If power analysis were an athlete, it would be a sumo wrestler
Defending your sample size
Overview
Many scientific studies lack sufficient statistical power, failing to defend their sample size
Contents
4.1 Data simulation to explore sample size
4.2 Power and sample size calculation
This page provides a brief overview on two methods to defend your sample size. First, methods in data and sample size simulation are examined. Then, we will look at tools for calculating power and sample size.
Data simulation to explore sample size determination
Here, we explore how to simulate data by random sampling from a population with a known (or estimated) mean and variance, or a known proportion. Such data sets can be useful for exploring design and analysis strategies prior to beginning an experiment.

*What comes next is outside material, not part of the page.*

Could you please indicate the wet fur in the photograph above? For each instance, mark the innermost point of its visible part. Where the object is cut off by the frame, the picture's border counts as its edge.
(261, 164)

Two vector functions you will use frequently are c()
to concatenate values and rep()
to replicate values. For example,
x1 <- c(1, 2, 3, 4, 5) # Combine numbers in a vector
x2 <- c(x1, c(9, 8, 7)) # Combine two vectors into one
x <- rep(1, 10) # Make a vector with ten 1's
x <- rep(c(1, 2), 5) # Make the vector 1 2 1 2 ... (5 times)
A <- rep(c("a", "b"), c(4, 2)) # Make the vector a a a a a b b
Gausian-distributed populations
In the following example we sample 5 random numbers from a Gaussian population having a mean of 2 and a standard deviation of 10. Repeat it several times to convince yourself that the outcomes are different each time. Modify the mean and sd values to see how this affects the results. Change the 5 to another number (e.g. a higer number like, 30) to obtain a different sample size.
myrand <- rnorm(n = 5, mean = 2, sd = 10)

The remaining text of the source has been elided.